Chinese Rate Cut Brings Mixed Blessings For Standard Chartered PLC

Is Standard Chartered PLC (LON: STAN) off the hook, or does it still need some intense self-scrutiny?

| More on:

The content of this article was relevant at the time of publishing. Circumstances change continuously and caution should therefore be exercised when relying upon any content contained within this article.

When investing, your capital is at risk. The value of your investments can go down as well as up and you may get back less than you put in.

Read More

The content of this article is provided for information purposes only and is not intended to be, nor does it constitute, any form of personal advice. Investments in a currency other than sterling are exposed to currency exchange risk. Currency exchange rates are constantly changing, which may affect the value of the investment in sterling terms. You could lose money in sterling even if the stock price rises in the currency of origin. Stocks listed on overseas exchanges may be subject to additional dealing and exchange rate charges, and may have other tax implications, and may not provide the same, or any, regulatory protection as in the UK.

You’re reading a free article with opinions that may differ from The Motley Fool’s Premium Investing Services. Become a Motley Fool member today to get instant access to our top analyst recommendations, in-depth research, investing resources, and more. Learn More.

Fears of a slowdown in China have been growing in recent months, and if it happens it could hurt prospects for the likes of Standard Chartered (LSE: STAN) and HSBC Holdings. Both earn substantial portions of their annual revenues in China and the region, but Standard Chartered has been suffering a bit of a crisis of confidence in its management on top of that.

Today’s news that China has announced a surprise cut in interest rates could prove to be something of a double-edged sword for Standard Chartered shareholders.

Surprise rate cut

Beijing has dropped its one-year benchmark lending rate by 40 points to 5.6%, after reassurances for months that it was on top of things and that its planned annual growth rate of 7.5% was going as planned. President Xi Jinping had previously pointed out that even if growth slowed to 7%, that would still be at the leading edge of world growth, telling us that Chinese risks were not so scary.

China’s property market had been overheating, and some sort of cooling had clearly been needed — but would it slow gently enough? The latest news suggests not, and hints that Chinese leaders are fearful of a large-scale property slump. And that’s the kind of thing that helped trigger the banking crash in the West!

How does the interest rate cut affect Standard Chartered?

Lower interest rates should stimulate growth, but it can take a long time for such things to feed through to the bottom line, and the Chinese economy is less finely tuned to free-market pressures than most in the West — who was it who pointed out the unbuckability of markets?

And the assumed fears for the longer-term economy must be sending some shivers down spines.

Anyway, the immediate effect seems to be a slight rise in the bank’s share price, and it’s up 38p (4%) to 947p on the day as I write.
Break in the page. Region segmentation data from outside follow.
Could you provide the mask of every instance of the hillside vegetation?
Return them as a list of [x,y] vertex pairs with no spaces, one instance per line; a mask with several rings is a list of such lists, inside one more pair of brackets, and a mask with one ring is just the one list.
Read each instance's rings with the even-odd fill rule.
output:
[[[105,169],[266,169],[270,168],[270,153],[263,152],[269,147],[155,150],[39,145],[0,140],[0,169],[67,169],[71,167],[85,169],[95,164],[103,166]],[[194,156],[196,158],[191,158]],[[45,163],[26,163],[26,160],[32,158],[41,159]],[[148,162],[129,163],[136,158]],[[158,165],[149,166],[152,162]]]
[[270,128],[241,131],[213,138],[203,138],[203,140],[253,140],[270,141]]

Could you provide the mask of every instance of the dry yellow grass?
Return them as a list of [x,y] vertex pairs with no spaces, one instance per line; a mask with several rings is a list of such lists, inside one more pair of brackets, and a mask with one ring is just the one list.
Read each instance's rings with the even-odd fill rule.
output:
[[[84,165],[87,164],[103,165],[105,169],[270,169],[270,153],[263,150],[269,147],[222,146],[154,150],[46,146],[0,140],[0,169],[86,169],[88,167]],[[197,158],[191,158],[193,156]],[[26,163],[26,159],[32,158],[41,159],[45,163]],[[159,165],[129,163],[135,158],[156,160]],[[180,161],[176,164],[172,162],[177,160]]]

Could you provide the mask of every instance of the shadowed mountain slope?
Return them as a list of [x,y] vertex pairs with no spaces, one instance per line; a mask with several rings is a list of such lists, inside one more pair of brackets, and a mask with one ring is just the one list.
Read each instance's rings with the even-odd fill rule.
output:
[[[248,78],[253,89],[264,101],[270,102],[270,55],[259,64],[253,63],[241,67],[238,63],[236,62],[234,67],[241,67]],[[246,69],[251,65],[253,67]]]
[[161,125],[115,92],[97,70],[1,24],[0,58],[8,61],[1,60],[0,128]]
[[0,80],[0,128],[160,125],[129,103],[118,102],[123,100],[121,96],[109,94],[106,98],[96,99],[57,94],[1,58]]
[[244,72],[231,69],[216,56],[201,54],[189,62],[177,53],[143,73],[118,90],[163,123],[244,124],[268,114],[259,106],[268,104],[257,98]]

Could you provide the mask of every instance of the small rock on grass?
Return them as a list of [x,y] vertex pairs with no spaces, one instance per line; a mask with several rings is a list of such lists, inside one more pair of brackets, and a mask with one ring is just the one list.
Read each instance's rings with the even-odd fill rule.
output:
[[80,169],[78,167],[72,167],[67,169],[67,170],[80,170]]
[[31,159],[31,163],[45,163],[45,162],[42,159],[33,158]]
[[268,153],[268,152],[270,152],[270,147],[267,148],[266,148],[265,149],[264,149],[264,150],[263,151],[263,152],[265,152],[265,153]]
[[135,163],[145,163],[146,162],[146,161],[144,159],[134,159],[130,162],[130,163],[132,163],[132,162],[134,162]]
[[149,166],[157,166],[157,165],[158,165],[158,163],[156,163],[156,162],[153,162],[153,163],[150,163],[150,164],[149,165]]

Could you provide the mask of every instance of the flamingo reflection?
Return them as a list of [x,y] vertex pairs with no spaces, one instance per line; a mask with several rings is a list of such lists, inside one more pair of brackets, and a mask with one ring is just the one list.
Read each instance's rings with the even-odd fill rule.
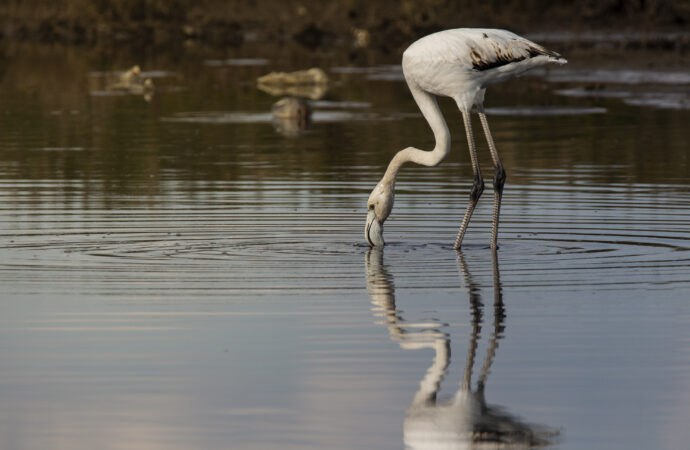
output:
[[388,327],[394,341],[404,349],[434,349],[434,359],[412,404],[407,408],[404,441],[412,449],[477,449],[532,448],[554,443],[558,432],[541,425],[528,424],[506,413],[502,407],[488,405],[484,390],[491,365],[505,330],[506,313],[498,270],[497,253],[492,252],[494,321],[476,388],[472,389],[472,372],[481,335],[484,305],[480,290],[473,281],[461,252],[458,265],[467,286],[472,312],[472,331],[462,380],[448,400],[437,394],[450,365],[450,335],[447,324],[438,319],[407,322],[395,305],[393,276],[383,261],[381,249],[373,248],[366,255],[367,291],[374,315]]

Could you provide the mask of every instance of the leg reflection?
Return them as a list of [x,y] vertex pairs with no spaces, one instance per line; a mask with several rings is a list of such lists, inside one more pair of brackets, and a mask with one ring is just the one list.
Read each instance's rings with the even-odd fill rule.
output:
[[458,265],[467,286],[471,310],[471,335],[463,377],[455,394],[446,401],[437,394],[450,365],[450,336],[441,320],[425,319],[407,322],[396,308],[393,276],[383,261],[383,250],[372,248],[366,255],[367,291],[378,323],[388,327],[391,339],[404,349],[433,348],[434,359],[419,383],[404,424],[405,444],[413,449],[458,448],[473,445],[530,448],[553,444],[558,432],[540,425],[528,424],[507,414],[497,405],[488,405],[484,390],[491,365],[504,337],[506,312],[498,270],[497,253],[492,252],[494,321],[486,357],[477,386],[472,389],[472,372],[481,337],[484,305],[480,286],[468,270],[461,252]]

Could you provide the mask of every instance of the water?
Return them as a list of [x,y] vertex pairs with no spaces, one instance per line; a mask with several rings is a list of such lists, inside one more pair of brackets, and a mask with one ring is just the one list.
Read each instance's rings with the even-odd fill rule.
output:
[[[571,60],[493,88],[496,257],[490,189],[451,248],[472,176],[442,101],[452,154],[403,169],[381,253],[368,193],[433,145],[392,57],[4,45],[0,448],[690,438],[686,81]],[[151,98],[107,89],[134,63]],[[274,121],[253,80],[317,63],[311,125]]]

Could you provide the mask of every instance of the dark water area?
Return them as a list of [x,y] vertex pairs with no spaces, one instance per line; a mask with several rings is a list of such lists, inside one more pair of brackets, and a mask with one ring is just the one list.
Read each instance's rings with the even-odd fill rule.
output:
[[[433,147],[395,55],[3,46],[0,448],[686,446],[687,70],[491,88],[496,255],[488,185],[452,249],[441,100],[451,155],[405,166],[370,251],[369,192]],[[134,64],[155,90],[109,89]],[[256,78],[311,66],[311,123],[273,118]]]

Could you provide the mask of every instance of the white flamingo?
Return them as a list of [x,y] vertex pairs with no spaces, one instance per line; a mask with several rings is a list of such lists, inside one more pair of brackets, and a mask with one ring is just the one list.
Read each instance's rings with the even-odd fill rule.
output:
[[506,30],[458,28],[430,34],[410,45],[403,53],[403,73],[412,96],[434,133],[436,145],[431,151],[407,147],[388,164],[386,173],[367,202],[365,237],[369,245],[384,245],[383,222],[393,209],[395,179],[401,166],[406,162],[436,166],[450,152],[450,133],[435,97],[444,96],[455,100],[462,113],[474,172],[470,201],[454,247],[460,248],[472,212],[484,190],[470,121],[470,111],[476,106],[495,170],[491,248],[498,248],[498,216],[506,173],[484,114],[484,93],[487,87],[517,77],[534,67],[566,62],[558,53]]

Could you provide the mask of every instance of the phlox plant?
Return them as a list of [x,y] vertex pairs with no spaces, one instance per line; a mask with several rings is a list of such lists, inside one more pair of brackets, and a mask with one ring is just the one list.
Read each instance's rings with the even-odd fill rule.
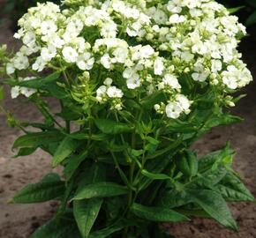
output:
[[237,230],[226,202],[254,198],[231,167],[234,151],[192,149],[241,121],[230,108],[243,96],[232,95],[252,78],[237,17],[213,0],[65,0],[38,4],[19,26],[19,51],[2,48],[2,82],[44,120],[6,112],[25,133],[13,148],[41,148],[63,167],[11,199],[58,201],[33,238],[171,237],[162,222],[193,217]]

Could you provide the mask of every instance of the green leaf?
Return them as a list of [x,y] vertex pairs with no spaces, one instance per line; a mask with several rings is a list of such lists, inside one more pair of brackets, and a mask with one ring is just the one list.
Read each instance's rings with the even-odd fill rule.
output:
[[31,148],[20,148],[19,150],[19,152],[14,156],[14,158],[18,158],[19,156],[26,156],[26,155],[30,155],[33,152],[34,152],[36,151],[36,147],[31,147]]
[[149,207],[139,204],[133,204],[131,211],[136,216],[152,221],[179,222],[189,220],[187,217],[165,207]]
[[40,145],[59,142],[64,135],[57,130],[34,132],[19,138],[13,145],[13,148],[39,147]]
[[172,180],[172,178],[167,175],[150,173],[146,169],[142,169],[141,174],[144,176],[150,178],[152,180]]
[[207,130],[219,125],[230,125],[241,122],[243,122],[241,117],[225,113],[213,115],[212,118],[207,121],[204,128]]
[[168,208],[179,207],[192,202],[184,190],[167,190],[161,194],[157,205]]
[[112,226],[109,226],[106,228],[103,228],[99,231],[93,232],[92,234],[89,234],[88,238],[106,238],[109,237],[110,234],[118,232],[124,228],[126,226],[128,226],[128,223],[124,222],[117,222],[117,224],[114,224]]
[[87,237],[97,219],[102,199],[92,198],[73,203],[73,213],[82,237]]
[[15,204],[41,203],[63,196],[64,182],[56,174],[46,175],[41,182],[26,186],[11,199]]
[[52,160],[52,166],[56,167],[71,155],[80,145],[80,142],[66,137],[58,145]]
[[40,227],[30,238],[80,238],[78,227],[71,216],[52,219]]
[[253,196],[241,180],[230,172],[216,185],[216,189],[230,202],[254,201]]
[[84,139],[87,140],[90,138],[91,140],[95,140],[95,141],[104,141],[109,138],[109,136],[106,134],[88,135],[85,133],[72,133],[72,134],[68,134],[67,136],[72,138],[79,139],[79,140],[84,140]]
[[236,221],[223,197],[217,192],[207,190],[188,190],[192,200],[222,226],[237,230]]
[[72,176],[74,175],[75,171],[79,167],[79,165],[83,162],[83,160],[85,160],[87,158],[87,155],[88,152],[84,151],[79,154],[75,154],[72,156],[69,159],[67,165],[64,169],[64,174],[66,181],[69,181],[72,178]]
[[60,72],[54,72],[45,78],[37,78],[30,80],[19,82],[18,86],[34,89],[44,89],[47,85],[56,81],[60,77]]
[[197,126],[187,122],[182,122],[178,119],[169,119],[169,123],[166,125],[166,129],[163,133],[169,134],[170,132],[178,133],[192,133],[198,130]]
[[245,8],[245,6],[233,7],[233,8],[229,8],[228,11],[230,11],[230,14],[234,14],[239,11],[243,8]]
[[198,159],[196,155],[185,150],[176,160],[177,167],[186,176],[192,177],[198,173]]
[[72,200],[89,199],[93,197],[109,197],[127,193],[127,188],[117,183],[101,182],[88,184],[77,191]]
[[142,99],[141,105],[146,109],[152,109],[154,106],[165,100],[165,95],[162,92],[158,92],[152,95],[148,95]]
[[230,148],[230,145],[228,144],[222,150],[202,156],[199,160],[199,171],[203,173],[216,164],[224,165],[226,161],[232,160],[233,156],[234,151]]
[[250,26],[254,25],[255,23],[256,23],[256,11],[249,16],[249,18],[246,19],[245,24],[247,26]]
[[66,91],[63,87],[57,86],[56,83],[49,84],[47,86],[42,87],[41,89],[48,91],[51,96],[60,100],[64,100],[68,96]]
[[108,119],[94,119],[96,126],[105,134],[120,134],[132,130],[132,127]]
[[245,2],[252,7],[256,7],[255,0],[245,0]]
[[0,86],[0,100],[4,100],[4,86]]

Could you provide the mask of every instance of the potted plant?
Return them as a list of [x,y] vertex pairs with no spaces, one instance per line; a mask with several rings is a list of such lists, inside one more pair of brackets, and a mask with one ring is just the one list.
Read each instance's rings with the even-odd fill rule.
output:
[[237,17],[212,0],[65,0],[38,4],[19,26],[23,45],[2,57],[4,83],[44,121],[6,112],[25,133],[13,148],[41,148],[64,168],[11,199],[59,201],[33,238],[170,237],[158,224],[197,216],[237,229],[226,202],[254,198],[231,167],[234,151],[192,149],[212,128],[241,121],[230,113],[241,98],[232,94],[252,78],[237,50],[246,33]]

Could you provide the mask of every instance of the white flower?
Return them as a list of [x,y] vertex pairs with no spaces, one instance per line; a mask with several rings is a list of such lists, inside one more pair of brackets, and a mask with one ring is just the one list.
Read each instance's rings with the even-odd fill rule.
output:
[[48,48],[42,48],[41,56],[43,61],[50,61],[56,55],[56,49],[54,46],[49,45]]
[[205,73],[205,72],[193,72],[192,74],[192,78],[195,80],[195,81],[199,81],[199,82],[203,82],[206,81],[207,78],[208,77],[208,74]]
[[105,86],[110,86],[110,85],[112,85],[112,83],[113,83],[113,79],[110,78],[107,78],[103,82],[103,84]]
[[41,56],[39,56],[36,58],[35,62],[32,64],[33,71],[42,71],[43,69],[46,66],[46,62],[41,58]]
[[212,72],[218,72],[222,71],[222,63],[220,60],[212,60],[212,67],[211,67]]
[[106,68],[106,69],[110,69],[111,68],[111,58],[109,54],[105,54],[102,58],[101,58],[101,63]]
[[24,56],[22,53],[18,52],[12,59],[13,66],[17,70],[25,70],[29,66],[28,57]]
[[173,14],[169,17],[169,22],[170,24],[178,24],[184,22],[186,20],[186,18],[183,15],[178,15],[178,14]]
[[25,33],[24,37],[22,38],[22,41],[25,45],[28,45],[32,42],[35,41],[35,34],[33,32],[27,32]]
[[8,75],[11,75],[11,74],[14,73],[14,71],[15,71],[14,65],[11,63],[8,63],[6,64],[6,73]]
[[107,86],[101,86],[96,90],[96,100],[99,102],[102,102],[104,100],[104,97],[106,96],[106,92],[107,92]]
[[41,33],[42,34],[50,34],[57,30],[56,26],[52,20],[43,21],[41,24]]
[[177,102],[170,101],[166,105],[165,113],[167,117],[177,119],[182,113],[182,108]]
[[126,81],[129,89],[134,89],[140,86],[140,78],[138,73],[133,73]]
[[167,15],[162,10],[156,10],[153,18],[157,24],[165,24],[168,21]]
[[155,75],[162,75],[164,70],[163,58],[157,57],[154,63],[154,72]]
[[16,99],[20,94],[19,86],[13,86],[11,89],[11,99]]
[[124,63],[128,56],[128,49],[126,48],[118,47],[113,51],[113,56],[117,62]]
[[179,103],[179,106],[182,108],[183,111],[184,111],[186,114],[190,113],[190,106],[191,101],[183,94],[178,94],[176,97],[177,101]]
[[171,88],[174,88],[174,89],[180,89],[181,88],[181,86],[178,83],[177,77],[173,74],[169,74],[169,73],[166,74],[162,78],[162,82],[165,85],[169,86]]
[[77,65],[81,71],[89,71],[93,69],[94,58],[88,52],[79,56],[77,60]]
[[117,86],[109,86],[107,90],[107,94],[109,98],[122,98],[124,93]]
[[[34,79],[35,78],[34,77],[26,77],[25,78],[19,78],[19,81],[26,81],[26,80],[30,80],[30,79]],[[27,87],[24,87],[24,86],[13,86],[11,87],[11,95],[12,99],[15,99],[17,97],[19,97],[19,95],[22,94],[26,97],[30,97],[31,95],[33,95],[34,93],[36,93],[35,89],[33,88],[27,88]]]
[[101,30],[101,34],[104,38],[115,38],[117,35],[117,26],[113,21],[109,21],[103,24]]
[[167,9],[173,13],[180,13],[182,11],[183,0],[170,0],[168,2]]
[[78,52],[72,47],[64,47],[62,54],[67,63],[75,63],[79,57]]

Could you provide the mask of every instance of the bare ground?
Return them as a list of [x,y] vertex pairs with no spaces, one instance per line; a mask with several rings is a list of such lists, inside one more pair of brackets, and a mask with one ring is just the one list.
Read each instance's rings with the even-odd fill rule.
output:
[[[0,43],[13,46],[11,35],[6,29],[1,29]],[[245,40],[242,46],[245,60],[256,77],[255,39]],[[230,141],[237,152],[235,168],[241,174],[245,184],[256,196],[256,83],[247,89],[248,96],[234,109],[234,114],[245,118],[240,124],[213,130],[196,143],[200,153],[222,147]],[[40,121],[40,115],[20,100],[11,100],[7,95],[5,105],[22,121]],[[54,105],[56,108],[56,105]],[[40,205],[8,205],[7,201],[25,184],[40,180],[43,175],[52,171],[50,158],[41,151],[29,157],[12,159],[11,145],[19,135],[19,130],[7,127],[4,116],[0,114],[0,238],[27,238],[41,224],[52,216],[55,203]],[[255,204],[236,204],[230,205],[240,231],[232,233],[221,227],[211,219],[196,219],[184,224],[168,225],[171,234],[177,238],[255,238]],[[46,237],[48,238],[48,237]],[[50,238],[50,237],[49,237]],[[156,237],[157,238],[157,237]]]

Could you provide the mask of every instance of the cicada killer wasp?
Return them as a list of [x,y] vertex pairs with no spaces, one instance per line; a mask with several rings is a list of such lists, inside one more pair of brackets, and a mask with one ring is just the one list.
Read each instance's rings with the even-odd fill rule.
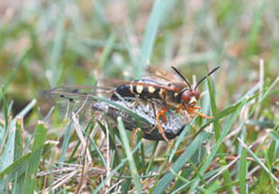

But that’s just a tiny blip compared to the 37% fall suffered over the past 12 months — and Standard Chartered stock is down 38% over the past five years.

Challenges still ahead

The interest rate cut should boost economic growth, and that’s surely the only thing behind the rise in the Standard Chartered price today, but it would be short sighted to look no further than that.

The bank has been having problems in its operations in South Korea, and it’s not possible to blame that solely on the economy of that country — and the board has been under increasing pressure from investors who are less than fully confident in the ability of chief executive Peter Sands to deal with downturns.

So while, in the short term, this might provide a bit of breathing space, it doesn’t let Standard Chartered off the hook in the longer term — and a Chinese slowdown could cause considerable harm.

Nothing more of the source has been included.